According to Kantar, the media research firm, 32 per cent of women between 18 and 34 have no savings or investments, almost double that of men in the same age group, and are half as likely to take risks to maximise financial returns.
“Women haven’t been as active about managing their wealth, but the banks haven’t been as proactive in segmenting, engaging and driving female wealth,” says Tamara Gillan, co-founder of WealthiHer and chief executive of marketing agency Cherry London.
A key part of increasing external diversity is increasing internal diversity. Three-quarters of women say their wealth advisers don’t understand them, says Grace Peters, executive director at JPMorgan Private Bank, citing internal research. Women are more focused on tangible targets, such as property or school fees, Ms Peters says, “and tend to invest according to a specific goal rather than a benchmark”.
This means wealth advisers need to check in periodically to ensure women’s wealth is working towards their agenda, rather than simply generating returns or fitting a certain risk profile.

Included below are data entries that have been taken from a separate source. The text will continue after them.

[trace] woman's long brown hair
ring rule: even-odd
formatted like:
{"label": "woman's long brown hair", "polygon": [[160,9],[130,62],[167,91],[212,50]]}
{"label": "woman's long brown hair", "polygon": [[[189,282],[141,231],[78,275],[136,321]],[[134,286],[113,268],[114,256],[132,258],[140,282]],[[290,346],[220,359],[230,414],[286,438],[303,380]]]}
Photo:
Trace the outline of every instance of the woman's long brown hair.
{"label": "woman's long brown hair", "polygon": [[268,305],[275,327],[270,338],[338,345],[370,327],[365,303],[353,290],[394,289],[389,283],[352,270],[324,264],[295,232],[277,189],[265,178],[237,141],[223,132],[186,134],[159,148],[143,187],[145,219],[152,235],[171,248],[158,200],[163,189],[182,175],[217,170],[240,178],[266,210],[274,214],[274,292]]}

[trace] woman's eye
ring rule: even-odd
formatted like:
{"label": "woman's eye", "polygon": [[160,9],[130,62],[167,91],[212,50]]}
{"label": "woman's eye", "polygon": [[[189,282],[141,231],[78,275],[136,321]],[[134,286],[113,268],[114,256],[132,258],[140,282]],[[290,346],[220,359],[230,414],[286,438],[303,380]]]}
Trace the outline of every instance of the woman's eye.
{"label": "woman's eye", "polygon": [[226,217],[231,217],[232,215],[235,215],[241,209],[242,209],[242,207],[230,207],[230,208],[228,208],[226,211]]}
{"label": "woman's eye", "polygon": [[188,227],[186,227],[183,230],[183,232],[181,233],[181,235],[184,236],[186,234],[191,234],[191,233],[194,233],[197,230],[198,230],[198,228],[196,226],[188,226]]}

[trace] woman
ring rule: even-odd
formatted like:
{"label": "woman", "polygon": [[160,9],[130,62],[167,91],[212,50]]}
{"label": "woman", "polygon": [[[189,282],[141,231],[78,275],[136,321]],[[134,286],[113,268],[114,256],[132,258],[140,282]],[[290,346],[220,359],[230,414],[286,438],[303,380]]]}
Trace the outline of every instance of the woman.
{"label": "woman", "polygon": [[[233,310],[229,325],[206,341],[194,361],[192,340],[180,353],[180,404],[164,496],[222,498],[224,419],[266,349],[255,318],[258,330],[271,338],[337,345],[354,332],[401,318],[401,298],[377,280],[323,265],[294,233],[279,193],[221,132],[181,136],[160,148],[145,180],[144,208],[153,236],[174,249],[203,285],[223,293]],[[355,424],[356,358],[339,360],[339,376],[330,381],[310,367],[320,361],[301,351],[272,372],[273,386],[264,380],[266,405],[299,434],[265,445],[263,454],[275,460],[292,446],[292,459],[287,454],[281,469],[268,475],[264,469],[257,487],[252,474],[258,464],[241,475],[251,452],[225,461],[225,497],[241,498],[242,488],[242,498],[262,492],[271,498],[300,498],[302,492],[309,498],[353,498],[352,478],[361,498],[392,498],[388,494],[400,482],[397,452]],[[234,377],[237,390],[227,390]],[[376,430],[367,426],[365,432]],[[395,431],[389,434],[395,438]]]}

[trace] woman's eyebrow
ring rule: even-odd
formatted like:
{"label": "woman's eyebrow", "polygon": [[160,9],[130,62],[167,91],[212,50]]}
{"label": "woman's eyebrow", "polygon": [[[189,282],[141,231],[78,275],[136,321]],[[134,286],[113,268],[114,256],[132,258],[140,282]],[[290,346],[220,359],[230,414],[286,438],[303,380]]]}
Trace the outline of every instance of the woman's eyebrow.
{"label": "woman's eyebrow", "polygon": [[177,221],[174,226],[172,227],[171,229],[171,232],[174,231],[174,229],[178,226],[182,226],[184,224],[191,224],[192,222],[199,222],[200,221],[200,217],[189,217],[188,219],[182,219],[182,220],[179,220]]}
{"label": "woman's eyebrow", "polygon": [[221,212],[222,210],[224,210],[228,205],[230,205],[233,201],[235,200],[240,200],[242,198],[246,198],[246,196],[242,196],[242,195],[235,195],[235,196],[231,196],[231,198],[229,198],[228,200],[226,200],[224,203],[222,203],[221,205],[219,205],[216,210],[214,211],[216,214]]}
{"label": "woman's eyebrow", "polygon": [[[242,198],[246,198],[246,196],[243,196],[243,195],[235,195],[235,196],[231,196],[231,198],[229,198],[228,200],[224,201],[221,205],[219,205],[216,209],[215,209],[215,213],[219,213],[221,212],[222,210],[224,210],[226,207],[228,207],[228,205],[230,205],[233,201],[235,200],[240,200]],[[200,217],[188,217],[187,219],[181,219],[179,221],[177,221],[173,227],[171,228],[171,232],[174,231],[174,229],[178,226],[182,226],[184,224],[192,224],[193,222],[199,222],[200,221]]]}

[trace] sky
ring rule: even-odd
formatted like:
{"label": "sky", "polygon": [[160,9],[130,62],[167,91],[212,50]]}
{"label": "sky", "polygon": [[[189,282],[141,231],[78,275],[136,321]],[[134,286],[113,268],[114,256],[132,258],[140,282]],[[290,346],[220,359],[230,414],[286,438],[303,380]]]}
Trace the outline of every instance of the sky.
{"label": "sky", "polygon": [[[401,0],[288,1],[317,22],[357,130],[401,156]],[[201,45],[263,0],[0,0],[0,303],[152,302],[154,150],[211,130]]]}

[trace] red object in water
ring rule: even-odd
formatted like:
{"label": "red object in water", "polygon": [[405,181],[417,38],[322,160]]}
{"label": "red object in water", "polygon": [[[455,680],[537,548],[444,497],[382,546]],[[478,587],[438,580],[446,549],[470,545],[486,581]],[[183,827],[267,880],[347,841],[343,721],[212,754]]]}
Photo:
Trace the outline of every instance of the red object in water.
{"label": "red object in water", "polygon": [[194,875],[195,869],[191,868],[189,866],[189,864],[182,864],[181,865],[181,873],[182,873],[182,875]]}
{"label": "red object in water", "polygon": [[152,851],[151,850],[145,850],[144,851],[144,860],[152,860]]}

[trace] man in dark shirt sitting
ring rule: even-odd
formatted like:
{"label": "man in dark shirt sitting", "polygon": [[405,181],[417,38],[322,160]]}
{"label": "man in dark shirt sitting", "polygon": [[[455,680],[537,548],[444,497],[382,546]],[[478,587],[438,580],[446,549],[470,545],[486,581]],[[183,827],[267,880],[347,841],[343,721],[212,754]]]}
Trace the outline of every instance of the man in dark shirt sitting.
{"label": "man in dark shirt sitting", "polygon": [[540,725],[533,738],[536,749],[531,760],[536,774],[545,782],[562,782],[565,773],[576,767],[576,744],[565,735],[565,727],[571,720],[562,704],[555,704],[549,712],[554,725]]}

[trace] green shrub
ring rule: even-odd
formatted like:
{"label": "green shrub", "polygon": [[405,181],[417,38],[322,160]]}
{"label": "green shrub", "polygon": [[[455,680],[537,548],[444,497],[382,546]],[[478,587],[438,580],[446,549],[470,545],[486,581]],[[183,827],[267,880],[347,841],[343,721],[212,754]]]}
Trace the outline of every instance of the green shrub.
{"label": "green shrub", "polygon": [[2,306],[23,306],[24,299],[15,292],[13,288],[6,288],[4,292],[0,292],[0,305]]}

According to WealthiHer research, 83 per cent of women want to be wealthy to provide for their family. Ms Peters says: “‘How can we be good stewards of capital through the generations of family?’ tends to feature more highly on the agenda for women when they talk about their goals and priorities.”
To attract female clients, who she says are also interested in investments that have an effect beyond generating value, such as impact investments or socially responsible funds, JPMorgan is looking to launch a women’s leadership index that invests in women-led companies.
Early engagement is essential for attracting female clients, says Emily Cvijan, a business developer at Investec’s private banking arm. Investec tries to approach ambitious women long before they have wealth to manage, sending a handwritten note and champagne congratulating them on their achievements, “to celebrate the kind of women we are looking to help”.
Companies involved with WealthiHer say it is important to encourage women to engage with the sector by putting on the kind of events that are likely to attract them. For instance, Investec has a history of sports sponsorship, says Ms Cvijan, but it recognises that rugby tickets may not be an appealing proposition for many female clients.
She is planning a wine education event, so that when a female executive who might have spent the day as the only woman in an all male boardroom ends up reading a wine list at a dinner in Mayfair, she will have the confidence to order the bottle for the table, rather than deferring to a male colleague. “We are looking for opportunities to build confidence,” she says, with both their personal wealth as well as more practical matters.
The network is important for the wealth management industry, says Ms Gillan, “not just because they’re women but because they represent a huge number of potential clients and investment growth opportunity”.
One message the network is keen to communicate is that women investing money have a direct opportunity to push through changes. Ms Morgan says: “When I placed my money I asked the company that I was investing in to confirm that the woman who was managing my money was paid at the same level as her compatriots — because I didn’t think she was.”
She doesn’t know what the company chose to do, but “I made them uncomfortable”.